Henry talked about his company’s experience in the play as part of the Discovery Thinking forum at the recent AAPG Annual Convention and Exhibition in Long Beach, Calif.

His talk was titled “The Wolfberry – How It Started.”

He should know: The Midland Basin has been his company’s turf-of-choice since 1971, when it began specializing in the Spraberry.

“It pays to stay in the same basin,” Henry asserted.

Close to the Edge

Henry noted the carbonate debris that came off the Central Basin Platform flowed into the Midland Basin. Toward the edge of the basin there were larger chunks of debris, and the lithology was more porous and cleaner.

In the middle of the basin there are more turbidites, mudflows and shales.

“After drilling 14 not-very-good wells, our geology department came up with the idea to drill close to the edge of the basin,” Henry said. “So we moved closer – and also used a new fracturing technique that our engineers came up with.

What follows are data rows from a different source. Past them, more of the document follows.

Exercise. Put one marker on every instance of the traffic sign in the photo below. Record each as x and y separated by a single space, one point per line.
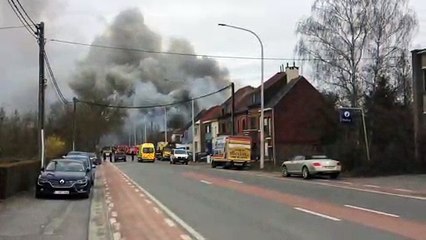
345 115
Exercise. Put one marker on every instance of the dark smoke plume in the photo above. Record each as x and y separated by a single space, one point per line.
136 78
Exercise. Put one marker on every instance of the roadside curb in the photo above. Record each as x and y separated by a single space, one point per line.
99 228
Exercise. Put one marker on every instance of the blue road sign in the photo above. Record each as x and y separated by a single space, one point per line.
345 115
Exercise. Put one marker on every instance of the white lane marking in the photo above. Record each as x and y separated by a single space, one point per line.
372 186
170 222
235 181
403 190
156 210
318 214
116 226
372 211
185 237
56 222
116 236
171 214
206 182
345 187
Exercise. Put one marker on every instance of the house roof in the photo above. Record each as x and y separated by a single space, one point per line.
283 92
242 98
212 113
196 118
272 81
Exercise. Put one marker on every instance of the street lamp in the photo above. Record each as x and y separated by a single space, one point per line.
262 103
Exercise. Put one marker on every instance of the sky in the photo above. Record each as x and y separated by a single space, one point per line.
196 21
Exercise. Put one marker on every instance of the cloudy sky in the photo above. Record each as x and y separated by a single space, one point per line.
193 20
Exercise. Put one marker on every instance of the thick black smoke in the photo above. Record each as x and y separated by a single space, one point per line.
137 78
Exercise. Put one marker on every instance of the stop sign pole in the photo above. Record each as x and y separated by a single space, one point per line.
346 116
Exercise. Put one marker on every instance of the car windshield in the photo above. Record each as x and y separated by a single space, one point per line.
65 166
148 150
76 153
180 151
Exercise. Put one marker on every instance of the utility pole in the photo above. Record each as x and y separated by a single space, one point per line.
41 82
74 122
165 124
193 130
233 108
144 132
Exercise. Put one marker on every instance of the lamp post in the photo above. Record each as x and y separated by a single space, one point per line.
262 103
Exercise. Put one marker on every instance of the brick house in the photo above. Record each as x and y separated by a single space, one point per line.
291 103
209 127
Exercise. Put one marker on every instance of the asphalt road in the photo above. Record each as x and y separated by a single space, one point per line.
226 204
25 218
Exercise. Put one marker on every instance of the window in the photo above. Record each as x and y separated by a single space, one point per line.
424 80
253 123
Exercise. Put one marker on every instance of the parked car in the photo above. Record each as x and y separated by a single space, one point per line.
309 166
87 162
94 157
120 156
179 156
107 152
64 177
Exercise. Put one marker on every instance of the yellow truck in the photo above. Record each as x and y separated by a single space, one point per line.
231 151
146 153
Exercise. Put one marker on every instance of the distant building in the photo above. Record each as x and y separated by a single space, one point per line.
419 97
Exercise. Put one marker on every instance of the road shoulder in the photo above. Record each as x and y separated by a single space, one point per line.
99 227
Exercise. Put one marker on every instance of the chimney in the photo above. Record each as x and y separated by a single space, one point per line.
292 72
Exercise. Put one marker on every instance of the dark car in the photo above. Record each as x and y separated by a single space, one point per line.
64 177
120 156
87 162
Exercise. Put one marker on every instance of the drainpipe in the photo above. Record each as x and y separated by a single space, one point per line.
273 137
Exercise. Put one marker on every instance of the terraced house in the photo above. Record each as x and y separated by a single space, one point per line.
296 116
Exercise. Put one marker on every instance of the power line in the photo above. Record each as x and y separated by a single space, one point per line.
26 14
170 53
22 18
53 79
11 27
152 106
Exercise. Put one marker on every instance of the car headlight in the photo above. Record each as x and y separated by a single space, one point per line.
82 181
42 179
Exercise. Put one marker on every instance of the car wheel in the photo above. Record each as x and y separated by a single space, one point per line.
305 173
38 195
285 171
334 175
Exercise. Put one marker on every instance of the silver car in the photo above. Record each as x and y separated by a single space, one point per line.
308 166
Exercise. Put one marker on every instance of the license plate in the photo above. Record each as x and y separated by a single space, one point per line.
61 192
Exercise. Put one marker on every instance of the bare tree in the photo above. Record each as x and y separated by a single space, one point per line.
392 25
355 42
335 35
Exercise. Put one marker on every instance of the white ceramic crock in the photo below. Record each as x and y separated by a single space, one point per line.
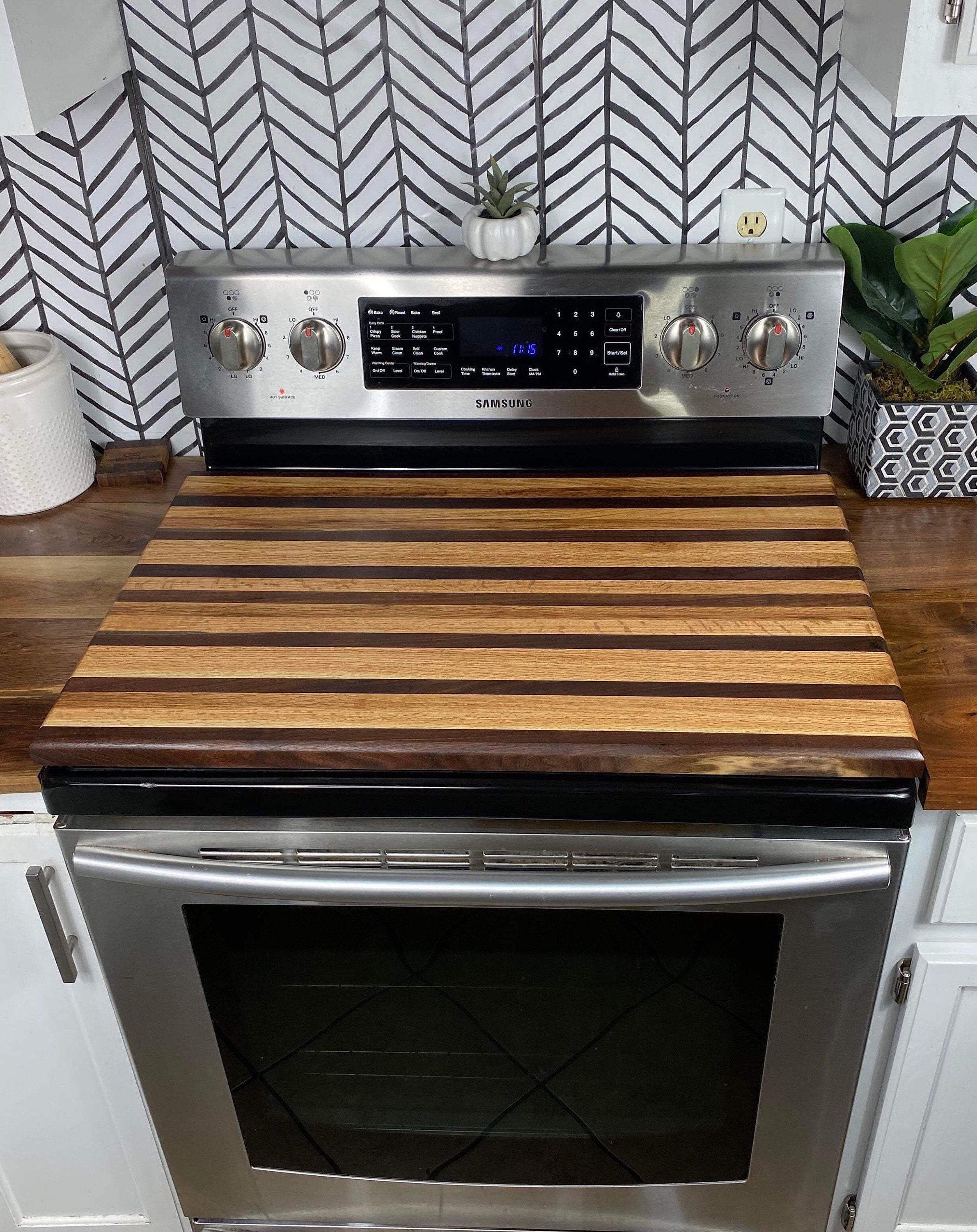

“In 2003, we drilled the Caitlin 2801 in the Sweetie Peck field in Upton County; it was the discovery well because it showed the concept that if you move closer to the edge of the basin, you get more production,” he noted.

“We included all of the Wolfcamp,” he added, “and not just the top and middle, as Arco had been doing.”

Henry credits the former Arco, or Atlantic Richfield Co., for the discovery.

“In the late ’90s, Arco began adding the Wolfcamp to the Spraberry,” he said. “They drilled about 300 wells in Midland and Upton counties and started trying different things, like different fracturing techniques.

Following BP’s purchase of Arco, Henry ultimately latched onto acreage through farmouts and such.

“We took a lot of what Arco pioneered and brought in a consulting engineer who worked for Arco and helped with the development of the fracturing technique out there,” Henry said.

“Arco was starting to figure it out when they got bought out, and they would have developed it,” he said. “We took it from there.

“We leased about 330,000 acres and have drilled almost 1,000 wells to date in the Wolfberry,” he said. “Additional wells have been drilled by other companies.”

The Price Is Right

There’s another key factor at work in this big play – the money.

“At the start of 2000, oil was about $20 a barrel,” Henry noted. “Because it went up, we could afford to implement these huge fracturing techniques where we’re fracturing these 10,000-feet-deep vertical wells with a million gallons of water.

“When this began, the cost to drill and complete a well was $700,000, and now it’s $1,700,000,” he said. “This is mainly due to increased costs, such as more fracturing stages and adding more Wolfcamp and other formations.

Plays such as this are a big deal for the players and for anyone who uses anything even remotely related to oil, i.e. everyone.

“There will be a million acres or more involved in this play,” he predicted. “If it’s all drilled out at 40-acre spacing, it should recover about three billion barrels of oil.

“The U.S. Geological Survey said it’s the largest discovery in the last 50 years in the Permian Basin.”

Henry gave kudos to Dennis Johnson, president of the company when they began pursuing the Wolfberry, noting how much he encouraged everyone.

In fact, the company’s engineering manager, the late Van Temple, coined the name Wolfberry in 2002.